Maybe some day we'll have the equivalent of antibiotics for cancers, but even then, we'll need an aresnal of drugs. Some infections respond markedly better to some antibiotics than others. Thus penicillin may be the antibiotic of choice for strep throat, but it may not be the best choice for a different infection in a different location.
"Cancer" is simply a gross description of cell deliveries. There are many kinds of cancers and a wide variety of treatment depending on the type of cancer. My friends who had melanoma had markedly different treatment than I did for breast cancer, which is how it should be, because the medical community has the research on it.
The "problem" with the drugs we use now is that they're the best we have NOW. Hopefully, twenty years from now, we'll have better. Right now doctors do the best they can.
And, by the way, medicine can do a far better job of managing side effects than they could even a few years ago. Anemia is nearly completely preventable. So is drop in immune levels. They have markedly effective nausea medicine. I had five months of chemo and very few side effects, because they were medically managed well and "headed off at the pass."
There may be certain, isolated types of treatment for which these generalities are not true, but generally speaking (and this is a breast cancer discussion), side effects do not indicate efficacy of treatment.
Since: Dec 05
#5 Dec 12, 2008
Side effects are a very important consideration for both patients and physicians when making treatment decisions particularly with newer treatments that could provide longer periods of time without advancement of disease. The costs of managing side effects in patients with cancer can be significant.

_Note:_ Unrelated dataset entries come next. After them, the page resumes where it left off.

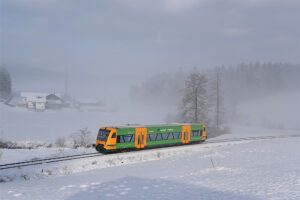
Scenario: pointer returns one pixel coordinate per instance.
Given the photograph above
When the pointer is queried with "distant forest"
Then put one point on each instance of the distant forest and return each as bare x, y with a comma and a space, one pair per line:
240, 83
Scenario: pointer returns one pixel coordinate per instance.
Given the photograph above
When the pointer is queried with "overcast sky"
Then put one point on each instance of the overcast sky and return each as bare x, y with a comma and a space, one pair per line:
139, 36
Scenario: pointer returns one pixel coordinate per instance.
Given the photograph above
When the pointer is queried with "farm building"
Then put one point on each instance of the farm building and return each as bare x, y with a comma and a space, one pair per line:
41, 101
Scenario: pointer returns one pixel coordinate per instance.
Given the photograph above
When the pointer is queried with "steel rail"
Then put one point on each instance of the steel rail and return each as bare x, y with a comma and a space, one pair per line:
88, 155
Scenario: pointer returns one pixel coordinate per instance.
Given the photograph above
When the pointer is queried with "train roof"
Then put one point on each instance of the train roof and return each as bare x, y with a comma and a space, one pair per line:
154, 125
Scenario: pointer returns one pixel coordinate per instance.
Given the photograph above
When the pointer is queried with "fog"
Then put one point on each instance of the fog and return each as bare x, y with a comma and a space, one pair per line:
134, 55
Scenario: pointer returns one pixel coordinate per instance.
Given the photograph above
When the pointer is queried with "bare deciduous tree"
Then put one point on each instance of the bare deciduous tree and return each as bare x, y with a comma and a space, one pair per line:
216, 100
194, 106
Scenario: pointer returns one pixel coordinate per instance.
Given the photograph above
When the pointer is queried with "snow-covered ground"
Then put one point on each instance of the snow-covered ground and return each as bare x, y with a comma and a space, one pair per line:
265, 169
19, 124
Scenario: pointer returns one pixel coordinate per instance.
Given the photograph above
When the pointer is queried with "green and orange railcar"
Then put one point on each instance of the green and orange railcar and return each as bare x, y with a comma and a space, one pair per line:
114, 139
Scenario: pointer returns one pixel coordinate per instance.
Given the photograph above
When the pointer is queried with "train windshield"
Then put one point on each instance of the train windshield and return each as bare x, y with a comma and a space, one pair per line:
103, 134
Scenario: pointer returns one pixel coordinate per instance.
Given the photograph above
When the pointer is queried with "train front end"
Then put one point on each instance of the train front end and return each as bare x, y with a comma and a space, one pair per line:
106, 140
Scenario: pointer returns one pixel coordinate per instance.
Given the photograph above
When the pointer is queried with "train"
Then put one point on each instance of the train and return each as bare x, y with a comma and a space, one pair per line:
137, 137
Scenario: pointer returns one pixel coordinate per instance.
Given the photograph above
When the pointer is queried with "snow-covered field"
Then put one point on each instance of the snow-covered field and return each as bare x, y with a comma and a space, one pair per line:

Different treatment regimens have very different side effect profiles. Cancer sufferers are taking doses of expensive and potentially toxic treatments that are possibly well in excess of what they need. Reducing the doses of treatments does not appear to affect the efficacy of drug combinations which may lead to lower cumulative toxicity.
It would seem that pharmaceutical companies are attracted to studies looking at the maximum tolerated dose of any treatments. It is suggested by some that we make the search for minimum effective doses of these treatments one of the key goals of cancer research.
#6 Dec 12, 2008
Excuse me but "possibly" in excess of what they need?
It's not YOUR life on the line. I made sure I was getting the maximum dosage. I wasn't about to go through chemotherapy without getting every possible benefit from it. In fact, reducing the dosage is often less effective, and few people are going to take the risk unless it's completely necessary.
"It would seem?" My DOCTOR chose my treatment -- not a pharmaceutical company. Who do you suggest volunteer for minimal dose treatments? What patients are supposed to gamble with their lives in that way? Not me!
Once again your agenda that all the people (all of them) involved with cancer treatment are a bunch of money-grubbing scumbags. Folks, do shop around for an oncologist. It's a very important relationship. The best single medical decision I ever made was to change oncologists.
But when you have one you trust, work with that person and be careful about what you read on line. Anyone can say anything on line, and their agenda may not be in your best interest.
Since: Dec 05
#7 Dec 31, 2008
And what you hear from Gail is precisely what she is talking about.
#8 Dec 31, 2008
I urge anyone concerned about what they have read here to print the messages out and take them to their oncologist. If you have breast cancer this is no time to be acting on blog posts from total strangers.